According to Zachary and fellow lawyers Michael Sfard and Avisar Lev, the area was never formally declared an archeological site.
As such, the attorneys claim the civil administration’s actions are unauthorized, unreasonable, biased and based on ulterior motives that aim to expel the Palestinian petitioners from their land.
Zachary added that the civil administration has not stopped settlers from nearby Halamish, also known as Neveh Tzuf, from accessing the spring. He further charged that the settlers had built illegally in the area of the spring.
“The authorities are using archeological claims as an excuse to prevent the petitioners from accessing their lands – based on considerations that have nothing to do with archeology,” Zachary said.
“The decision to withhold access to the spring and the surrounding fields was taken irrespective of any archeological relics in the area, if indeed there are any, only to evade a previous High Court of Justice ruling against the strategy of blocking access to Palestinians in order to maintain ‘public order.’ We ask the court to annul this decision,” he said.
The civil administration could not be reached for a comment.
According to Yesh Din, the civil administration’s actions have harmed the livelihood of Palestinian farmers and inflamed tensions in the area.
This year violence has broken out between the IDF and Palestinians almost every Friday at weekly protests in nearby Nabi Salih, which also claims the spring.
Itzhik Shadmi, who heads the Binyamin Citizens Committee and lives in Halamish, said he believed Palestinians had access to the spring, as well as to three wells built by teens from his community.
He said that five years ago, the teens built three wells from a small spring that trickled in the winter and muddied the ground in the summer.

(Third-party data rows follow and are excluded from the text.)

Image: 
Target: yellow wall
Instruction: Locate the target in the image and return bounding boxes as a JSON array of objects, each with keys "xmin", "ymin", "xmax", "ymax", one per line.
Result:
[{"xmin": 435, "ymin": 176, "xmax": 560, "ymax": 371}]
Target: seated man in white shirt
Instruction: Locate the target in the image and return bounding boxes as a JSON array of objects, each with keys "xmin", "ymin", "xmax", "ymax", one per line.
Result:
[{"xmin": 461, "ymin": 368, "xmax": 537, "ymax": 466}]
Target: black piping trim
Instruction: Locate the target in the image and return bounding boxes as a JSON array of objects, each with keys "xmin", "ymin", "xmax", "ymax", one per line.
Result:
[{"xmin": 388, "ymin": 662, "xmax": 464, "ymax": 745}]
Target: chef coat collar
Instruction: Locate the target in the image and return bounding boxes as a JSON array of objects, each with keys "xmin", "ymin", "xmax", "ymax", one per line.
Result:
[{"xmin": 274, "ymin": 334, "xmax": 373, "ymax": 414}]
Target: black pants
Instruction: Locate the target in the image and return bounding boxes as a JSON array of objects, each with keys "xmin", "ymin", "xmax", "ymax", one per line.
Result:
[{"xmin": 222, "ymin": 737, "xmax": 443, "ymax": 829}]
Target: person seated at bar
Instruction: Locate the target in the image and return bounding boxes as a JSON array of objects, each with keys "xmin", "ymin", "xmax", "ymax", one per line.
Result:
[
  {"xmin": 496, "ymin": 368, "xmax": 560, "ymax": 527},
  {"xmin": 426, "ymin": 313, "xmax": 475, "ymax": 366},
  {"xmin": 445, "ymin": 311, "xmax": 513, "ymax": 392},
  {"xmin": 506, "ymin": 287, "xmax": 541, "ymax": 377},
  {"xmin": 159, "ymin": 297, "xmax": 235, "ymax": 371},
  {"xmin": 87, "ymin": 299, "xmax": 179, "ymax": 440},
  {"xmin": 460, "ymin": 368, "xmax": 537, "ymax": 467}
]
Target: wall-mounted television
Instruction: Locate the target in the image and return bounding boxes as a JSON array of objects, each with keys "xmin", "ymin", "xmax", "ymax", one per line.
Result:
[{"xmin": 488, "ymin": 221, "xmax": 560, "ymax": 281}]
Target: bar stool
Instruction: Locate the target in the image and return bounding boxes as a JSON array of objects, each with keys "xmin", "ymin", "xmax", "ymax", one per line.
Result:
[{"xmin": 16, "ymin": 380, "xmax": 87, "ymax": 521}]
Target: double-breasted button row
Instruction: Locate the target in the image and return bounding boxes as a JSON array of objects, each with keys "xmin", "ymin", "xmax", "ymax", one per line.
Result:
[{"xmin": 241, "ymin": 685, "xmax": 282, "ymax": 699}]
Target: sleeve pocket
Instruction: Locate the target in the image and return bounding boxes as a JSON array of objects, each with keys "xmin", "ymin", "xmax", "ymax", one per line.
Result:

They then encircled them with stones and boulders. After some time, a family from Halamish named the area Meir’s spring, in memory of their father who died of cancer.
They donated tables and benches and built an awning, so that people could sit and enjoy the area.
Last year, Palestinians burned the memorial area a number of times, but that it was rebuilt after each incident, Shadmi said.
At present, Jews tend to use the area on Friday and Saturday while Palestinians make use of it during the week, Shadmi said.